Ce n’est pas faire injure au nouveau chef de l’Etat mais au contraire reconnaître ses qualités de stratège que d’imaginer qu’au-delà de cet objectif de court terme - asseoir son pouvoir par la conquête d’une majorité parlementaire-, il poursuit un second objectif : faire en sorte qu’entre lui et Marine Le Pen, il n’y ait « plus rien ». Emmanuel Macron obtiendrait ainsi pour aujourd’hui une assurance-action, et pour demain une assurance-réélection.

Et nous, la droite et le centre, qu’allons nous faire ? Regarder immobiles le bolide Macron foncer sur nous et rester tétanisés comme des lapins fascinés par les phares d’une auto ? Nous laisser séduire ? Rêver d’unanimisme et de réconciliation générale ? Croire au nouveau monde et à l’abolition des réalités ? Servir de supplétifs au pouvoir ? Il est temps de nous réveiller, d’affirmer nos convictions et nos projets.

Si nous choisissons la voie que nous propose le Président de la République, nous nous rendons complices de la mise en place d’un dispositif politique qui viendrait gripper les mécanismes de la démocratie en laissant l’opposition aux extrémistes, plus présents dans la rue qu’au Parlement. Ce serait d’une légèreté coupable. Et cela rendrait durablement impossible une politique de réformes économiques et sociales ambitieuse conduite par la droite et le centre. Si nous nous divisons en acceptant le morcellement de la droite et du centre « façon puzzle », nous sortirons de l’Histoire. Marine Le Pen détiendra alors avec Jean-Luc Mélenchon le duopole de l’opposition, une opposition révolutionnaire, nationaliste d’un côté, marxiste de l’autre. Nous serons alors condamnés à devenir des forces d’appoint incapables de former demain une majorité de gouvernement.
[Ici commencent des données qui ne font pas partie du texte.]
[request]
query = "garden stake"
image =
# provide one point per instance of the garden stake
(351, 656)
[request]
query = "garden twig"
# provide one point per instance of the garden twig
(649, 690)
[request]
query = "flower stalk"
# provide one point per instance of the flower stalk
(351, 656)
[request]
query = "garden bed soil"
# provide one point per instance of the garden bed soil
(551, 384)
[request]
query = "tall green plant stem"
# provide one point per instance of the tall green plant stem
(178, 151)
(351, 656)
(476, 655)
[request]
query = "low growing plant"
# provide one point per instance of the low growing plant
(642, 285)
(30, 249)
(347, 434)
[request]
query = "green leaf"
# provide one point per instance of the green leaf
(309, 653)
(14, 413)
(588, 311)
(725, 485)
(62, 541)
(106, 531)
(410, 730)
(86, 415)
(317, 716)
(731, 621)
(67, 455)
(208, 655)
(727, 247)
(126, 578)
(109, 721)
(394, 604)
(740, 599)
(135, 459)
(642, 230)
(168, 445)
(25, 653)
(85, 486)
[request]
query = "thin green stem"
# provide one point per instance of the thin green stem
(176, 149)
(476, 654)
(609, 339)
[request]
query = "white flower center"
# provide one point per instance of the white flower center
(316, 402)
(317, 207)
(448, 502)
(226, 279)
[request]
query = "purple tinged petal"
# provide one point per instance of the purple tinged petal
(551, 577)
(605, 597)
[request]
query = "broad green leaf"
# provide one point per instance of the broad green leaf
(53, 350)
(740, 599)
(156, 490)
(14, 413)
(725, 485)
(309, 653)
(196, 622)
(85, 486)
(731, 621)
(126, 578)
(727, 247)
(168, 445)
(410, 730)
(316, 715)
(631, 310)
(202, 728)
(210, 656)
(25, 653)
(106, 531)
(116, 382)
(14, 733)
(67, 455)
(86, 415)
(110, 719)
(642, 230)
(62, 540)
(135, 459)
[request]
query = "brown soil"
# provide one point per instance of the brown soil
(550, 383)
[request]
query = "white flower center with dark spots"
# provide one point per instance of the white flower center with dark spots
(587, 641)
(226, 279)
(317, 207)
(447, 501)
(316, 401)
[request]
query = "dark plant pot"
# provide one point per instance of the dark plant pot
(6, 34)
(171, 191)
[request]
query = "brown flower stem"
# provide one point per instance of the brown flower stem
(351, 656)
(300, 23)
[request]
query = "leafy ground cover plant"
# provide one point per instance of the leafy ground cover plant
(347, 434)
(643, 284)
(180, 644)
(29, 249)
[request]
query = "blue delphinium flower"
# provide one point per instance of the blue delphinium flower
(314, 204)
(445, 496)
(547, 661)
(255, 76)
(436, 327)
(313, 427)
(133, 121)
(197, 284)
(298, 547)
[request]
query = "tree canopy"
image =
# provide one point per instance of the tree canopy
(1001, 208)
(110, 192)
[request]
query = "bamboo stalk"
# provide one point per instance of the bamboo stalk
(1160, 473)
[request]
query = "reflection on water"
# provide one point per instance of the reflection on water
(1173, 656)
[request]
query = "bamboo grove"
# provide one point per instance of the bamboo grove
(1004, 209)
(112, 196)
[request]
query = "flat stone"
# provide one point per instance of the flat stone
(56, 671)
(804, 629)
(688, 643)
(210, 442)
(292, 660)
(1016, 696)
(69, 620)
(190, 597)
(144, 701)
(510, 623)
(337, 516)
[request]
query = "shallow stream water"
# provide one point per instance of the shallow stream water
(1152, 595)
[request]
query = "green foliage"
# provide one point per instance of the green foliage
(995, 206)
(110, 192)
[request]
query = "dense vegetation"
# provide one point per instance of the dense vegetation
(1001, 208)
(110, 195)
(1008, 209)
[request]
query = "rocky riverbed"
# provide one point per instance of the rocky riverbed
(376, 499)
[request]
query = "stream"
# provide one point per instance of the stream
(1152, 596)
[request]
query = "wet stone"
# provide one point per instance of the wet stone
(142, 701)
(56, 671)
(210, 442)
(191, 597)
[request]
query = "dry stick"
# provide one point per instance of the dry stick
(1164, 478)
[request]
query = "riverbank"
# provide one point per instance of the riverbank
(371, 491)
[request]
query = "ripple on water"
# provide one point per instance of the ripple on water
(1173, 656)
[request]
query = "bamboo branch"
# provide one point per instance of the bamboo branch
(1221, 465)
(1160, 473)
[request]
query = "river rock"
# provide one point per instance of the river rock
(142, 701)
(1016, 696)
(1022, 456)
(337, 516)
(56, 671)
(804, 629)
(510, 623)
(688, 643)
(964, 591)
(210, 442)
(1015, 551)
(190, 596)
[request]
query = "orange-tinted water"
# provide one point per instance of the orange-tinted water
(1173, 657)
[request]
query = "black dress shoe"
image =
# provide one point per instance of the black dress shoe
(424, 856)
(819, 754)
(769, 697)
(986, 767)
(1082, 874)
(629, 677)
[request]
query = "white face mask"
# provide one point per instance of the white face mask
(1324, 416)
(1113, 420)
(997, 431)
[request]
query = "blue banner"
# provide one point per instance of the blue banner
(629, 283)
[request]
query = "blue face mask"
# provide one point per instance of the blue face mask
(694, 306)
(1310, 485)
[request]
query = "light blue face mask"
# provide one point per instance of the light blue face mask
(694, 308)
La droite et le centre doivent renouer avec les Français et retrouver leur capacité d’incarner les aspirations populaires. Mais l’éclatement de LR serait une faute politique majeure, suicidaire. N’ajoutons pas à notre défaite à la présidentielle une marginalisation volontaire qui nous interdirait à jamais de second tour. Elle priverait les Français de toute perspective d’alternance, de tout exutoire démocratique au mécontentement, de toute espérance d’une autre politique. En créant l’UMP après sa victoire contre Jean-Marie Le Pen en 2002, Jacques Chirac a voulu nous léguer un instrument politique servant de creuset à notre unification idéologique et d’arme électorale. Cette unification idéologique reste inachevée, et l’arme électorale s’est révélée ne pas être infaillible. Mais l’éclatement serait à coup sûr un remède pire que le mal.

En juin, si En Marche devait disposer de la majorité absolue, Emmanuel Macron n’aura pas besoin de nous, ceux qui lui auront fait la courte échelle en seront pour leurs frais et nous n’aurons aucune raison de nous jeter dans ses bras pour un plat de lentilles. Ce serait indigne des Français qui nous font confiance. Nous devrons alors inventer une opposition d’un genre nouveau, sans tomber dans la caricature : constructive, stimulante, intelligente et coopérative avec l’ambition de donner plus de force et d’efficacité aux réformes, sans tomber dans le piège de l’obstruction systématique. L’opposition est une belle responsabilité politique en démocratie et nous devons être prêts à l’assumer, dans l’intérêt général. Si nous devons au contraire disposer du principal groupe à l’Assemblée nationale, nous gouvernerons, dans le cadre d’une cohabitation qui ne devrait ressembler à aucune autre : nous respecterons d’autant plus les attributions du Président de la République que la situation internationale et la lutte contre le terrorisme nous imposent de faire bloc face aux menaces intérieures et extérieures. De surcroît, son réalisme économique nous permet d’espérer de sa part un soutien aux réformes que nous mettrons en œuvre, s’il a la cohérence de faire preuve à notre égard de la même ouverture d’esprit que celle qu’il réclame aujourd’hui de nous par sa « main tendue ».